Some versions of the recipe also include chocolate and/or coffee.
The credit for the invention of the pie goes to Nigel Mackenzie and Ian Dowding, respectively the owner and chef of the former Hungry Monk restaurant in Jevington, East Sussex, England.
The two claim they created the dessert in 1971, based on a San Francisco recipe for “Blum’s Coffee Toffee Pie,” which used a kind of dulce de leche, a soft toffee made by boiling an unopened can of condensed milk for several hours.
Mackenzie and Dowding tried various modifications, including the addition of apple or tangerine, Dowding suggested the banana and Mackenzie the name Banoffee Pie, and the pie quickly became popular
The word “banoffee” has entered the English language, used to describe any food or product that tastes or smells of both banana and toffee.
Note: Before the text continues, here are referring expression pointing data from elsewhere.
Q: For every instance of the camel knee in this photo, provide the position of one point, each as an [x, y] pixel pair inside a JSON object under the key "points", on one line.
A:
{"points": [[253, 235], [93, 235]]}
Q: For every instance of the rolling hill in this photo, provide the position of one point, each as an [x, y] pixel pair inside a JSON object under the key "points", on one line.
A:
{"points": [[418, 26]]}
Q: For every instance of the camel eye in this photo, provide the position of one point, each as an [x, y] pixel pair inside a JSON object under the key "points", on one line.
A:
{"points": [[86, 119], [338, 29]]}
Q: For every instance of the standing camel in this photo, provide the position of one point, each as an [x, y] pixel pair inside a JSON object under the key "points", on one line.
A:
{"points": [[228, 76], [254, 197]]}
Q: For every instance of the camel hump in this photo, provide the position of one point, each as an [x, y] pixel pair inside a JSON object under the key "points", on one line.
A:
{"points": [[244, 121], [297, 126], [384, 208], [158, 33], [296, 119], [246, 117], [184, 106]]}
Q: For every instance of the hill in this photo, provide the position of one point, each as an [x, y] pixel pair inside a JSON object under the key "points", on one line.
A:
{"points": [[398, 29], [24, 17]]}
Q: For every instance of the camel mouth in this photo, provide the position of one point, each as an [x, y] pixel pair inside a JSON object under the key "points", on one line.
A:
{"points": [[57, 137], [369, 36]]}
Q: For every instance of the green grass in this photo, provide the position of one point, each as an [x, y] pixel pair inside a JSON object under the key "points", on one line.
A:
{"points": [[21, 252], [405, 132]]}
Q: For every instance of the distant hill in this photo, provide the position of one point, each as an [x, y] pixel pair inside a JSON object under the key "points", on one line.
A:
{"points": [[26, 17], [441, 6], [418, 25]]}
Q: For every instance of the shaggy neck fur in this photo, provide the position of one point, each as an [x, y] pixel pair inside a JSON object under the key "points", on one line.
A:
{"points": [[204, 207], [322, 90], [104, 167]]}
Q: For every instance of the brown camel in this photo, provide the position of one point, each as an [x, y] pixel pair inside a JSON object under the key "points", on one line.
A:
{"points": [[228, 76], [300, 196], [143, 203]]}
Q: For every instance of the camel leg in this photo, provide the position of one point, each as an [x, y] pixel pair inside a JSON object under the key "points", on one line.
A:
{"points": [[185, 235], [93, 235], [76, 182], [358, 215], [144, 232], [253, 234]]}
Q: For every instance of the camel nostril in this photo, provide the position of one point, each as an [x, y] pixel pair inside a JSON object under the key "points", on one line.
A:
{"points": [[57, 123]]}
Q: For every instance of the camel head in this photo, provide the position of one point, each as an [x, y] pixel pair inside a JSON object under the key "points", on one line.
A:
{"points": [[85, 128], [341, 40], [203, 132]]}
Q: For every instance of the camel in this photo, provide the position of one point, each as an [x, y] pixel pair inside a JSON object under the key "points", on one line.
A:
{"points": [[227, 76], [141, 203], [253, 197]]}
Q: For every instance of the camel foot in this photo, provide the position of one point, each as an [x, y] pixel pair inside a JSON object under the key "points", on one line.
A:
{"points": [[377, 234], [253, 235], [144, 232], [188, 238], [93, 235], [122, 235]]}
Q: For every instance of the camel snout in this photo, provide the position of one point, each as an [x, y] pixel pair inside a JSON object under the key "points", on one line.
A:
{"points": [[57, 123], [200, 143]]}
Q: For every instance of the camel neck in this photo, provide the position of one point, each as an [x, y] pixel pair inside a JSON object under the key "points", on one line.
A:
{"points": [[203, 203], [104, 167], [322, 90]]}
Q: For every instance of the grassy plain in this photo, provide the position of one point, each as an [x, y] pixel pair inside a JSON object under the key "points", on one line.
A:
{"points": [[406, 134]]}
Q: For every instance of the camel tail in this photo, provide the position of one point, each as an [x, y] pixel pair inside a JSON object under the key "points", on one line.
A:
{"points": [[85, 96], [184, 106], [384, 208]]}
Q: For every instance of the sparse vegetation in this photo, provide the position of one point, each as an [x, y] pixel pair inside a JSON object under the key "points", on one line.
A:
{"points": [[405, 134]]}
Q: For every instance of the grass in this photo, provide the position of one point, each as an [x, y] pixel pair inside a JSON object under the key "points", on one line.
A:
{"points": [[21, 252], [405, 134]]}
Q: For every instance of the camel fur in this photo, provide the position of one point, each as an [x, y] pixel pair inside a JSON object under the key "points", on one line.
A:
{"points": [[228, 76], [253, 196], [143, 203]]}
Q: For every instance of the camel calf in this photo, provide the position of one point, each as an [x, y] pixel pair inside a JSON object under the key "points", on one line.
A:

In 1984, several supermarkets began selling it as an American pie, prompting Mackenzie to offer a £10,000 prize to anyone who could disprove their claim of being the English inventors.
- Difficulty: Medium
- Cost: Inexpensive
- Rest time: 1 Hour
- Preparation time: 10 Minutes
- Portions: 6 People
- Cooking methods: Stove
- Cuisine: English
- Seasonality: All seasons
Ingredients
- 8 oz digestive biscuits
- 6 oz butter
- 2.6 oz sugar
- 13.4 fl oz condensed milk
- 2 bananas
- 5.3 oz whipping cream
Tools
- 1 Baking Pan 8.5 inches
Steps
Crush the biscuits, and add 3.5 oz of melted butter.
Line the base of a 22 or 25 cm springform pan with the biscuits, pressing down with a spoon to adhere them.
In a small saucepan, boil for about 1 minute 2.6 oz of butter with the sugar and the condensed milk.
Pour the cream over the biscuit base and, after cooling, place the pan in the refrigerator for 1 hour.
Slice the bananas, whip the cream. Decorate the pie and finish with a dusting of cocoa over the cream.
A recipe for the pie, which uses a crumbly biscuit base, is often featured on cans of Nestlé condensed milk.
The recipe was published in “The Deeper Secrets of the Hungry Monk” in 1974 and reprinted in the 1997 cookbook “In Heaven with The Hungry Monk”.